Die Christliche Wissenschaft befähigt uns, dies zu tun; denn dank ihrer heiligen Lehren können wir heute die Worte und die Werke unseres lieben Meisters verstehen. Durch demütiges und andachtsvolles Eindringen in die Bibel und das christlich-wissenschaftliche Lehrbuch können wir zwischen dem Unwirklichen, „dem unvollkommenen Vorbild” der Materialität, und dem Wirklichen, den vollkommenen Ideen des göttlichen Gemüts, unterscheiden lernen.

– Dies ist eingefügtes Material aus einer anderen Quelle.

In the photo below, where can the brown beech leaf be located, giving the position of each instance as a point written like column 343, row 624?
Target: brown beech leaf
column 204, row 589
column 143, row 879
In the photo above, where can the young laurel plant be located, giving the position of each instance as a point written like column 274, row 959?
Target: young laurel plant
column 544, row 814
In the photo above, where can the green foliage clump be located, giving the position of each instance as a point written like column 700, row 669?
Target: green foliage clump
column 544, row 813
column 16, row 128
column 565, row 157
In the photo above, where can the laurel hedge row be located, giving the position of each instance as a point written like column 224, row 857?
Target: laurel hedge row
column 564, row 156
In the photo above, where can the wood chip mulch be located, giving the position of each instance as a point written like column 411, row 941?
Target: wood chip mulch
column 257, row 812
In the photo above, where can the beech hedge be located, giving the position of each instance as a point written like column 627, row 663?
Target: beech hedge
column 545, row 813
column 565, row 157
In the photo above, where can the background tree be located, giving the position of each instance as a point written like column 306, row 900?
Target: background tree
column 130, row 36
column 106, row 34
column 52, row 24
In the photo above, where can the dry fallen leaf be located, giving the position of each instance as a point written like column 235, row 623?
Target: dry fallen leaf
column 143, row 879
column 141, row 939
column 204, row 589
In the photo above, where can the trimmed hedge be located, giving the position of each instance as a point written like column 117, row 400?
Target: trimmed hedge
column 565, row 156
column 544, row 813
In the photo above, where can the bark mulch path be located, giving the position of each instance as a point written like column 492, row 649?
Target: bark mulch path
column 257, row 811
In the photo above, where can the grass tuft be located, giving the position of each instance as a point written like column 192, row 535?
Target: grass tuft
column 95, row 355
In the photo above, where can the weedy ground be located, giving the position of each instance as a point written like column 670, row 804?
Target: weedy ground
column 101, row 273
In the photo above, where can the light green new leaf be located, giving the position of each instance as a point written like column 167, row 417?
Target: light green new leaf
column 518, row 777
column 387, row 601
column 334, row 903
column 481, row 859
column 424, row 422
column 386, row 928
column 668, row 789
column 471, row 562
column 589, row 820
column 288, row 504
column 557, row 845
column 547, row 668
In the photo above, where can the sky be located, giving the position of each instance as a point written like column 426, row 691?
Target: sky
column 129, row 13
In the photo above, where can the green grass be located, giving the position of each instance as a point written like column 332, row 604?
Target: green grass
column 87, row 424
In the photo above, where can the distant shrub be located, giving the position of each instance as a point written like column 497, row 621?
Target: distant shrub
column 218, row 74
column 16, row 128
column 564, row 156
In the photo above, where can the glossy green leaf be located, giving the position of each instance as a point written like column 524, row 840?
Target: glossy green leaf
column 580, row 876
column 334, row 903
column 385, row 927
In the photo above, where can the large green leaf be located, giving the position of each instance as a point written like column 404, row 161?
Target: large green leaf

Können wir der Entdeckerin und Gründerin der Christlichen Wissenschaft Mary Baker Eddy je dankbar genug sein? Wer weiß, wie oft sie mit den Übeln Haß, Neid und Verfolgung zu kämpfen hatte? Aber sie ging tapfer vorwärts, den Blick immer nach dem Licht gerichtet, bis die göttliche Wissenschaft ihr geoffenbart und einer harrenden Welt durch ihre Schriften gegeben wurde. In ihrem illustrierten Gedicht „Christ and Christmas” (S. 17) befindet sich ein Bild, dessen Titel „Suchen und finden” ist. Es zeigt die Schlange hinter dem Weib, das wacht und betet. So müssen auch wir wachen und beten, damit wir „dieses Tagesgestirn der göttlichen Wissenschaft, welches den Weg zur ewigen Harmonie erleuchtet, erblicken und ihm folgen können” (Wissenschaft und Gesundheit, Vorwort, S. vii). Die Christliche Wissenschaft hat diesen Weg zur ewigen Harmonie geoffenbart; und alle, die wollen, können, durch das herrliche Licht der Wahrheit geführt, darauf wandeln.